2. The method according to claim 1, wherein the clustering algorithm in step (2) provides the position of the driving unit of the second-stage clock network when the total connection amount from the trigger to the second-stage clock network is the shortest through multiple iterations, so that the total load of the second-stage clock network is the smallest.

3. The method for rapidly designing a clock distribution network according to claim 1, wherein the clustering algorithm in the step (3) gives the position of the first-stage clock network driving unit under the condition that the total connection amount from the second-stage clock network driving unit to the first-stage clock network is the shortest through multiple iterations, so that the total load of the first-stage clock network is the smallest.
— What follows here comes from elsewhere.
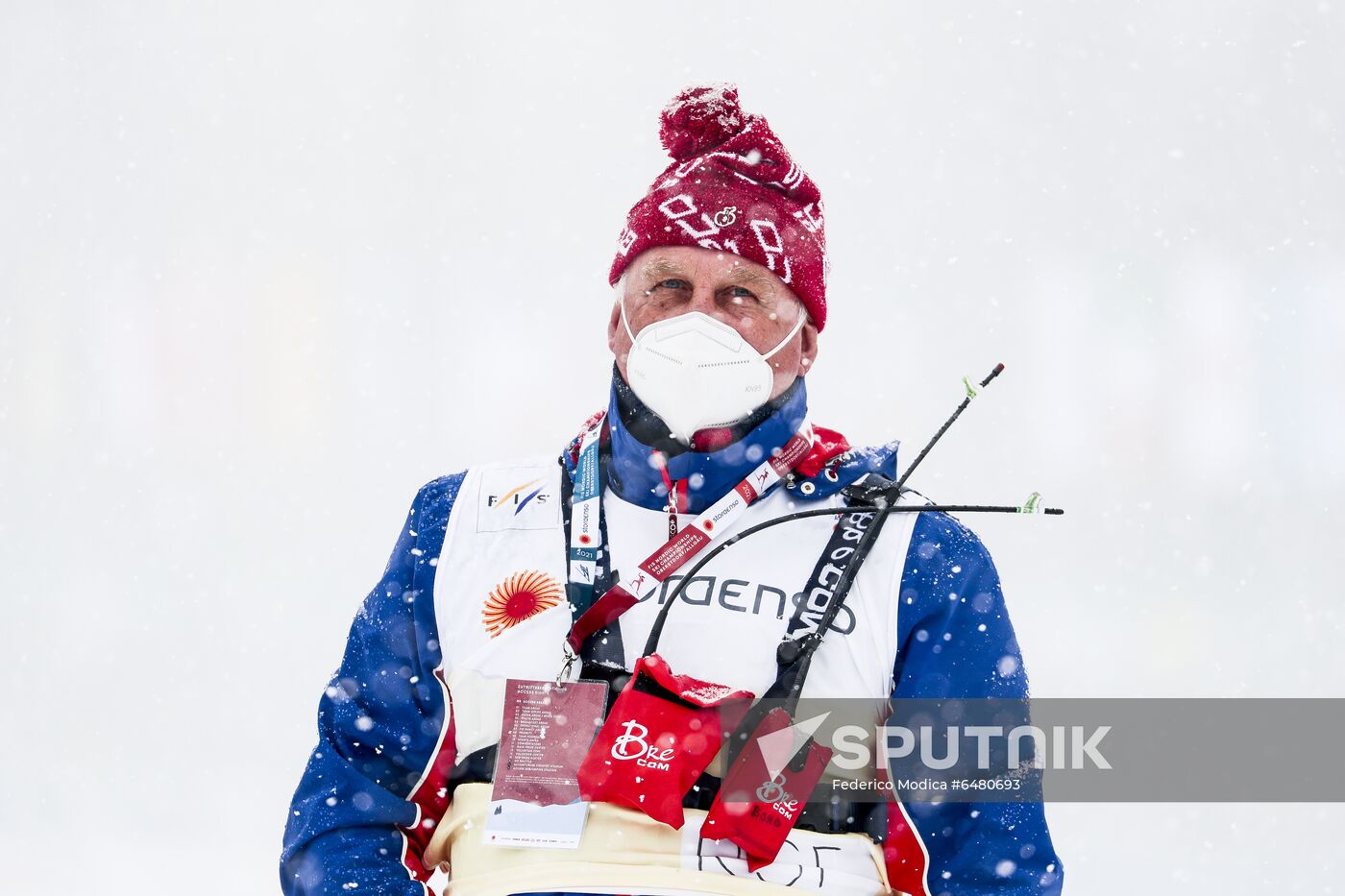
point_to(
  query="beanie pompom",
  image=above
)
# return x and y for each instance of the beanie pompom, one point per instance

4. The method for rapidly designing a clock distribution network according to claim 1, wherein the layout parameters in the steps (2) and (3) comprise a clock network delay constraint, a winding layer selection constraint and a driving point number constraint.

5. The method for rapidly designing a clock distribution network according to claim 1, wherein the step (4) is followed by the steps of: parasitic parameters of the whole clock system are extracted, the load conditions of the first-stage clock network and the second-stage clock network are analyzed, and the driving and load sizes of the first-stage clock network driving unit and the second-stage clock network driving unit are adjusted according to the load conditions.

6. The method for rapidly designing a clock distribution network according to claim 5, wherein the step (4) is followed by the steps of: and performing redundancy cutting on network backbones of the first clock network and the second clock network, judging the backbones of the effective clock networks by identifying the positions of connecting holes of the backbones and the branches, changing the length attribute of the connecting lines one by one, and deleting the whole backbone if no branch is connected.